Fig. 3.. Mitochondrial 1C metabolism restricts parasite dTMP synthesis and replication.

(A) M+2 ²H-labelleled dTMP from cyto-1C (2 blue dots), M+1 ²H-labelled dTMP from mito-1C (1 red dot). (B and C) Labeled dTMP and dTTP in WT and ATF4 KO ES-2 cells uninfected (uninf) or infected (inf) with WT Toxo and ΔcpsII parasites. Data are mean ± SD of n=3; ****p<0.0001 for uninf vs. inf ####p<0.0001 for WT vs. ATF4 KO clones by two-way ANOVA. (D) ATF4, VCL, and TgGAP45 in ES-2 cells as indicated. (E) dTMP levels in Toxo from WT and ATF4 KO cells. Data are mean ± SD of n=7, dTTP not detected in two cultures; *p<0.05; **p<0.01; for WT vs. ATF4 KO by unpaired t-test. (F) Total folate species (%) in uninf and inf ES-2 cells in minimal essential media, normalized to cell number. DHF: dihydrofolate; CH2-THF: 5,10-methylene-tetrahydrofolate; CH3-THF: 5-methyl-tetrahydrofolate; CHO-THF: 10-formyl-tetrahydrofolate. Data are mean ± SD of n=4; **p<0.01; ***p<0.001 for uninf vs. inf by multiple unpaired t-test. (G) Inf WT ES-2 cells treated ± MTX (200 nM) and either 68 μM folic acid; 2mM formate, or 25μM CH3-THF, and analyzed by flow cytometry for Toxoplasma mCherry median FI. Data are mean ± SEM of n=3; **p < 0.001 for untreated vs. folate(s), ###p < 0.001, ####p<0.0001 for DMSO vs. MTX by two-way ANOVA. (H) ES-2 cells treated ± MTX (200 nM) and analyzed as in (G). Data are mean ± SEM of n=3; ***p < 0.001 for DMSO vs. MTX; ##p< 0.01 for WT vs. ATF4 KO by two-way ANOVA analysis. (I) ES-2 cells as indicated analyzed as in (G). (B-I) Harvested at 24 hpi. Data are mean ± SEM of n=3; *p<0.05; ***p< 0.001 by one-way ANOVA. (J) Inducible DHFR-TS system. (K) IF images of HFFs inf with Di-Cre parasites expressing killer-red (-rapa) or DHFR-TS (+rapa). (L-M) Plaque assays and quantification of Di-Cre parasites ± rapa (50nM) in HFFs at 7 dpi, n=15; **p<0.01 by unpaired t-test. (N) Model of ATF4-drived folate-based immunity.

Fig. 4.. ATF4 protects against Toxoplasma infection in vivo.

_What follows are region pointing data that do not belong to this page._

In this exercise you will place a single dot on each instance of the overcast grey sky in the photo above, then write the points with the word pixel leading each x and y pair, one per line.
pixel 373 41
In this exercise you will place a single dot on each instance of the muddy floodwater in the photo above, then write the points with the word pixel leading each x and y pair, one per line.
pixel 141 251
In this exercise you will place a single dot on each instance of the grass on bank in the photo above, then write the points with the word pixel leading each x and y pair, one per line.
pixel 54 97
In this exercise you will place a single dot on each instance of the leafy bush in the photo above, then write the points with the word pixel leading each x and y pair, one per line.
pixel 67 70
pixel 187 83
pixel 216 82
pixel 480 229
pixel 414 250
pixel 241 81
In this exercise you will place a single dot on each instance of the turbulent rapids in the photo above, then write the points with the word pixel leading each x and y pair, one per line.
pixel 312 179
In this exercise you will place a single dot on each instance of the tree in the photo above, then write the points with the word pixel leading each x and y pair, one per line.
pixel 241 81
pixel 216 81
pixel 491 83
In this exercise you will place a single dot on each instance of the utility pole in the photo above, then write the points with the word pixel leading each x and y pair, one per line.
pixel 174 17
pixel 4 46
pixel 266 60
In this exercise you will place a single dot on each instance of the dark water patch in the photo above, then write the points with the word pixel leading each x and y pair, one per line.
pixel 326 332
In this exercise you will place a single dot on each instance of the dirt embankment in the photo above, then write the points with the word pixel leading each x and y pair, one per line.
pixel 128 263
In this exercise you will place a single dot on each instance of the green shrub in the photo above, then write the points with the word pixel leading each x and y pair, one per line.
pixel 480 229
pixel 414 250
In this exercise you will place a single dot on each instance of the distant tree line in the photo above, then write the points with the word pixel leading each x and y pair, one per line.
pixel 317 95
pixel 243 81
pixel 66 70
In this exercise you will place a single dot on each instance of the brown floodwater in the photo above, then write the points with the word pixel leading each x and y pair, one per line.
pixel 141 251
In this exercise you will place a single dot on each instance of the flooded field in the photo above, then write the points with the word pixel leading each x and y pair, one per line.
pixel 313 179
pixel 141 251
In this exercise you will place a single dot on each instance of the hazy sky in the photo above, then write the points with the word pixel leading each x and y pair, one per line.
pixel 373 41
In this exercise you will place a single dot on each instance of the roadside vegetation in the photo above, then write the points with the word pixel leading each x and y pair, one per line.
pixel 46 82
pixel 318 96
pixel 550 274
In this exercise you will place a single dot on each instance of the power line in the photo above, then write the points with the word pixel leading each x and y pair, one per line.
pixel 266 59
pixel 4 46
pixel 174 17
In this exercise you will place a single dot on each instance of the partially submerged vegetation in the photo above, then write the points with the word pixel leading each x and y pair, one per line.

(A) Schematic of infection and ISRIB administration. Mice (n=5) where injected with ISRIB one day before infection with 50 tachyzoites or 1x PBS injection and every other day after (B-D) Peritoneal exudate cells (PECs) were isolated from mice treated as in (A) at 5 days post injection (dpi) and analyzed for the indicated ATF4 target genes by qPCR. Transcripts were normalized to Hprt and relative to uninfected PECs mice (n=5). ***p<0.001; ****p<0.0001 for vehicle versus ISRIB and #p < 0.05; ###p < 0.001; and ###p < 0.0001 for PBS versus Toxoplasma by means of two-way ANOVA analysis. (E) Peritoneal exudate was isolated 3 dpi from mice treated as in (A) and analyzed by means of flow cytometry for (E) % infected PECS; (F) Toxoplasma parasite burden in infected PECs (mCherry median FI) and (G) % of extracellular parasites. Data are mean ± SD of n=5 mice, *p<0.05 by unpaired t-test analysis (vehicle vs. ISRIB). (H) Representative scatter plots of peritoneal exudate isolated from mice treated as in (A). (I-L) Same as E-H except at 5 dpi.